| name | crucible |
| description | Stress-test any idea, proposal, or plan by finding its weakest points, probing hidden assumptions with Socratic questions, and identifying failure modes through red team analysis. Use when the user asks to stress-test, poke holes, find weaknesses, red team, challenge, or ask 'what could go wrong' or 'what am I missing'.
|
| argument-hint | idea, plan, or proposal to stress-test |
Crucible
Context: $ARGUMENTS
Find everything wrong with this idea. Socratic questioning, hostile review, and adversarial simulation.
Workflow
1. Initialize (or pick up existing graph)
Check if a graph already exists from a prior steelman:
uv run ${CLAUDE_PLUGIN_ROOT}/scripts/argument-graph.py show
If empty or no prior state, build the graph from scratch. Identify the idea's core claims and assumptions and register them:
uv run ${CLAUDE_PLUGIN_ROOT}/scripts/argument-graph.py reset
uv run ${CLAUDE_PLUGIN_ROOT}/scripts/argument-graph.py add "<claim-id>" claim --obs "<fact>"
uv run ${CLAUDE_PLUGIN_ROOT}/scripts/argument-graph.py add "<assumption-id>" assumption --obs "<fact>"
uv run ${CLAUDE_PLUGIN_ROOT}/scripts/argument-graph.py relate "<claim-id>" assumes "<assumption-id>"
If a graph already exists, use it directly.
2. Socratic Elenchus (probe assumptions)
Read ${CLAUDE_SKILL_DIR}/references/socratic-method.md.
Apply Vlastos' steps:
- Identify the thesis (what the idea claims)
- Identify premises the proponent would agree with
- Show how those premises lead to conclusions that CONTRADICT the thesis
Ask 3-5 penetrating questions. Each question targets a specific assumption. Present the questions to the user.
3. Structural analysis
Run the graph analysis to find gaps the questions should have exposed:
uv run ${CLAUDE_PLUGIN_ROOT}/scripts/argument-graph.py analyze
This reveals: ungrounded assumptions (no evidence), unstable claims (depend on contradicted assumptions), exposed weaknesses (no mitigation), contested claims (multiple counter-arguments), orphaned entities (disconnected from the argument).
4. Hostile review
Read ${CLAUDE_SKILL_DIR}/references/crucible.md.

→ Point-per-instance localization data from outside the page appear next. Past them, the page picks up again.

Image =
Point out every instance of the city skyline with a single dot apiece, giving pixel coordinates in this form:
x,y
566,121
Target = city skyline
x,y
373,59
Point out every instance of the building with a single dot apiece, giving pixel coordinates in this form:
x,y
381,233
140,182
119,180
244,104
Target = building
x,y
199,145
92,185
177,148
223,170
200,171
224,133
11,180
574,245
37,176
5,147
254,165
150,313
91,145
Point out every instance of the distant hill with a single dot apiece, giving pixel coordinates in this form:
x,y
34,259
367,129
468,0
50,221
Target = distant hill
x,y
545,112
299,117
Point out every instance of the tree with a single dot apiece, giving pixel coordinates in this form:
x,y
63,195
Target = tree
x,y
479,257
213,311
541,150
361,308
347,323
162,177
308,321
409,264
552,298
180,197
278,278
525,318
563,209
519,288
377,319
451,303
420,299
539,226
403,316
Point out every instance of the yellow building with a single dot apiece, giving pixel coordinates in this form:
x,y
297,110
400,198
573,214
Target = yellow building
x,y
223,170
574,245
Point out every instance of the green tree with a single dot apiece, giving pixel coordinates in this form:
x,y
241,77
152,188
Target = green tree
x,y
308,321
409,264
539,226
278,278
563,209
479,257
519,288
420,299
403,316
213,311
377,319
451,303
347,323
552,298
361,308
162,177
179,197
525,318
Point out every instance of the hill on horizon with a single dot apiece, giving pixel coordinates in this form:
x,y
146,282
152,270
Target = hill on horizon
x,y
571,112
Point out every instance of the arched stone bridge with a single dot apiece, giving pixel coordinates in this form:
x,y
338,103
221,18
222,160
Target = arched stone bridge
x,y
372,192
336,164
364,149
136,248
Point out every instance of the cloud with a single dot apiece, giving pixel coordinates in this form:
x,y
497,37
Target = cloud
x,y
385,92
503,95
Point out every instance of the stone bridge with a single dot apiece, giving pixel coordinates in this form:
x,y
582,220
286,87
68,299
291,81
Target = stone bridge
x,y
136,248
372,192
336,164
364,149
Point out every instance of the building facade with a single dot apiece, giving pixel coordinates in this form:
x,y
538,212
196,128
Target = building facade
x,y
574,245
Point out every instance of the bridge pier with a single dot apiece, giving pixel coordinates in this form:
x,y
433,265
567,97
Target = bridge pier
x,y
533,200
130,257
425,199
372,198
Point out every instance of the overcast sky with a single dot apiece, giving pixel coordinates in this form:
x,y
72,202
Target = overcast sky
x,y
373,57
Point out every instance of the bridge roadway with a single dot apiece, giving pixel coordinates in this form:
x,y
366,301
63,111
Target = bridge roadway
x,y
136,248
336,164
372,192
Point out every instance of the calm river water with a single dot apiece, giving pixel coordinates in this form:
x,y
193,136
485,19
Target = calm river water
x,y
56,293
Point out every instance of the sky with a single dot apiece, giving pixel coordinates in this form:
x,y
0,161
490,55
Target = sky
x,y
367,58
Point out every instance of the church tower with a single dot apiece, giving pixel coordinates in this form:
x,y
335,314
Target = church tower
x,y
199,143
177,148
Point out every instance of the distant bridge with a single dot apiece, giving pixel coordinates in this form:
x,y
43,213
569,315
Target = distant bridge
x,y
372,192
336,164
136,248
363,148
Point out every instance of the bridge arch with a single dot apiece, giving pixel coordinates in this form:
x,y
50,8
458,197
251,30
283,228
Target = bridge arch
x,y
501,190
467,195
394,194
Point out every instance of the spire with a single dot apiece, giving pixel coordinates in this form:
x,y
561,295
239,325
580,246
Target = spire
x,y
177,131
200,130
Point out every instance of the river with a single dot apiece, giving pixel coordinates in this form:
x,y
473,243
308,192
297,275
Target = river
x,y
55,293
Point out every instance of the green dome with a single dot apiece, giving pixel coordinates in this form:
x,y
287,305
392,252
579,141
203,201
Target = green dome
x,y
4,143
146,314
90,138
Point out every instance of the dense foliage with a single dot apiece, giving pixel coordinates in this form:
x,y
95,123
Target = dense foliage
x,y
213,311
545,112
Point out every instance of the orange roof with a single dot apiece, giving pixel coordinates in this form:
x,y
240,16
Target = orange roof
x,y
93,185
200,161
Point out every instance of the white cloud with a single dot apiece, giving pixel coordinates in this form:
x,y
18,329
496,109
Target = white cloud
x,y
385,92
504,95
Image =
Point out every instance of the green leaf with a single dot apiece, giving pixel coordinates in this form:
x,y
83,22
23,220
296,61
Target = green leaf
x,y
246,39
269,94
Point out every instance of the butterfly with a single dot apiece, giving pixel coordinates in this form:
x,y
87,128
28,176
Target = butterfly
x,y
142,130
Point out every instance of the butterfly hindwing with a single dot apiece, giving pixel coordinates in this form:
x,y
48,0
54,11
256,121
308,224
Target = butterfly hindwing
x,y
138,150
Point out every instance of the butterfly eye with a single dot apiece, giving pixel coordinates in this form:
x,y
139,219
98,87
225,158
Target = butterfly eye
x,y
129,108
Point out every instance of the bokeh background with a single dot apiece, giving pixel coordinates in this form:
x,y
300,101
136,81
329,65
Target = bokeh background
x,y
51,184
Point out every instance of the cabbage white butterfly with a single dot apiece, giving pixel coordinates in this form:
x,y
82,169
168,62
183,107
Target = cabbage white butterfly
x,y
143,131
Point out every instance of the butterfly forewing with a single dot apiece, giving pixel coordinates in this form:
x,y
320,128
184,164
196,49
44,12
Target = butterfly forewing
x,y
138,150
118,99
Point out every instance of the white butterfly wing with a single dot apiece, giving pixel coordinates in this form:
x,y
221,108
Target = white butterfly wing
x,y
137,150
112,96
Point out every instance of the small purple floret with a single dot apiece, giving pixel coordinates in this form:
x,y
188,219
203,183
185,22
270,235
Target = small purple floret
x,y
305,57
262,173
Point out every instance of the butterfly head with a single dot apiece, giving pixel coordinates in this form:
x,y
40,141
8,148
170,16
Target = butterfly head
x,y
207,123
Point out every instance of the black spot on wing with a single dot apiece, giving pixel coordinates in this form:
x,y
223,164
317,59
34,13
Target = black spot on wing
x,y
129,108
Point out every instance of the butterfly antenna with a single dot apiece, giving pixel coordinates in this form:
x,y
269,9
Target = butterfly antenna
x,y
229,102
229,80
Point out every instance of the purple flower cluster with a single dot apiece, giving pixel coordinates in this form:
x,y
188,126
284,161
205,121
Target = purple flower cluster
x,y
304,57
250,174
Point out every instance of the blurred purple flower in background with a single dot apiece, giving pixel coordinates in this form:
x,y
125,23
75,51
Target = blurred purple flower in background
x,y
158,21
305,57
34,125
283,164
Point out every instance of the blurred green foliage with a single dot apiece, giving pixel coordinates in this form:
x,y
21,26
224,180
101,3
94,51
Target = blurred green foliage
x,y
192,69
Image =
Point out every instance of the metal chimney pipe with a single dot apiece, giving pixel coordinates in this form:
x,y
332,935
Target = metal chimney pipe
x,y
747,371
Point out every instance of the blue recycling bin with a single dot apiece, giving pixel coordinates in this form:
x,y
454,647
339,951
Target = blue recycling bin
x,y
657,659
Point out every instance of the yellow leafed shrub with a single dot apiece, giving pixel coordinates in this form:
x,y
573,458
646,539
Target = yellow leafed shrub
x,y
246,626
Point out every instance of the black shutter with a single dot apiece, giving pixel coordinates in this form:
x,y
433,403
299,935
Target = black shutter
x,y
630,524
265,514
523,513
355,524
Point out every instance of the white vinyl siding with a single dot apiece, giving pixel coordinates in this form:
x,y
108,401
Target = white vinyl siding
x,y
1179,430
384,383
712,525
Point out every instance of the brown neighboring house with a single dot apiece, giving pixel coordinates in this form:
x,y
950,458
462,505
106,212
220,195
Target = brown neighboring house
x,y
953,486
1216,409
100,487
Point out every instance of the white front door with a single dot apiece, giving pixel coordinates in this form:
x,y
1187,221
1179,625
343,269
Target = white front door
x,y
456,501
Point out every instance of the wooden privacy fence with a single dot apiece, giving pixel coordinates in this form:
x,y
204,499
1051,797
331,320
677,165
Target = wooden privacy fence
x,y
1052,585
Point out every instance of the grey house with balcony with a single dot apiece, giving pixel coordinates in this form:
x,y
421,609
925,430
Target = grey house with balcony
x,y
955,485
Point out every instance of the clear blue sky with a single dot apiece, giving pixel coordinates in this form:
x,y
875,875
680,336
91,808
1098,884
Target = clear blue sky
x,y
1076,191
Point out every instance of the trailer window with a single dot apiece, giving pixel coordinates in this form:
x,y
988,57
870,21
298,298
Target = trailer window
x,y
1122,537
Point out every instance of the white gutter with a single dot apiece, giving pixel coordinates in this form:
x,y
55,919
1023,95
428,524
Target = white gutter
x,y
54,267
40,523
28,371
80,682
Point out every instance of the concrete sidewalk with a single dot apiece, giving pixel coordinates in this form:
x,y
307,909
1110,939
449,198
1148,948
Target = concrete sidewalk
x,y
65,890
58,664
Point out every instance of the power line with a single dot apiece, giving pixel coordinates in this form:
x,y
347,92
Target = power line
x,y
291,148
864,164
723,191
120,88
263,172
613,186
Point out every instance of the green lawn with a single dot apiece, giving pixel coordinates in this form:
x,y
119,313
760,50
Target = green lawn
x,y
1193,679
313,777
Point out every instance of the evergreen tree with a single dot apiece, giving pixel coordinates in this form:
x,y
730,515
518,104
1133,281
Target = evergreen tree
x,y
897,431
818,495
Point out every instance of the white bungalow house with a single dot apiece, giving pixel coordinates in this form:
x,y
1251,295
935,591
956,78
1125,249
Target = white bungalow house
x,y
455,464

For each stakeholder who would need to approve or fund this idea, ask: what is their harshest possible question? Can the idea survive it as stated?
Register weaknesses found:
uv run ${CLAUDE_PLUGIN_ROOT}/scripts/argument-graph.py add "<weakness-id>" weakness --obs "<what makes it weak>"
uv run ${CLAUDE_PLUGIN_ROOT}/scripts/argument-graph.py relate "<assumption-id>" if_fails "<weakness-id>"
5. Red team (failure modes)
Read ${CLAUDE_SKILL_DIR}/references/red-team.md.
Identify 3-5 ways this idea fails. For each failure mode:
- What happens?
- How likely is it?
- How bad is it?
- Is there a defense?
If mitigations exist, register them:
uv run ${CLAUDE_PLUGIN_ROOT}/scripts/argument-graph.py add "<mitigation-id>" mitigation --obs "<how it helps>"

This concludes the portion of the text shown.